TLDR: Don't forget that a larger portion of the Steam Deck's power budget is being eaten by the CPU compared to the Switch, then in turn the Switch's GPU gets a higher percentage compared to the Steam Deck.
Rest of this post is just expanding on the above point:
For mobile Zen 2, I'll be using two charts from
here.
Look at the red line of dashes for mobile Zen 2.
Key assumption 1: I'm assuming 4 cores to match up with the rest (and also for the charts to make sense, especially its performance relative to 4 desktop Zen 2 cores).
So far as the author can manage, it looks like we see the power draw range from as low as ~3.2 watts to ~26 watts, or about ~0.8-~6.5 watts per core.

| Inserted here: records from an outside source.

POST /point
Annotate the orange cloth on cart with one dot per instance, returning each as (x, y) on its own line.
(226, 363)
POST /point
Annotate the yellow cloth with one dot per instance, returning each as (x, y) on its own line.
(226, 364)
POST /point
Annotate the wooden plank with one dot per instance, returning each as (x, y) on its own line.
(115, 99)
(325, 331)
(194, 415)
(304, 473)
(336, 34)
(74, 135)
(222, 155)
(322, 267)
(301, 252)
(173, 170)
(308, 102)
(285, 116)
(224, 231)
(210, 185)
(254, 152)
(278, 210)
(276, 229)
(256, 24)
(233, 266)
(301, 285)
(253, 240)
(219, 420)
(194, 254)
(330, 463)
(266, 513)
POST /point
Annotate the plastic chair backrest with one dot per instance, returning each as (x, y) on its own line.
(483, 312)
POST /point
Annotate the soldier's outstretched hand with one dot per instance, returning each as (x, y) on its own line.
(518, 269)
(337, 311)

This one tells us the range in clock frequency that the author managed to find. About ~1.7 ghz to 4 ghz. So let's map the end points; ~3.2 watts to ~1.7 ghz and ~26 watts to 4 ghz. But what about in between?
(disclosure: observant readers looking at the page I linked to will notice that the 7-zip compress chart has a slight difference in the range of power drawn. Clocks still look to have the same range. That's an example of different workloads stress different parts of the CPU, leading to differences in total power used despite the same frequency. Keep in mind that it's probably the case that for gaming, your power draw at a given frequency would be slightly lower compared to video transcoding, albeit not significantly enough to change the message)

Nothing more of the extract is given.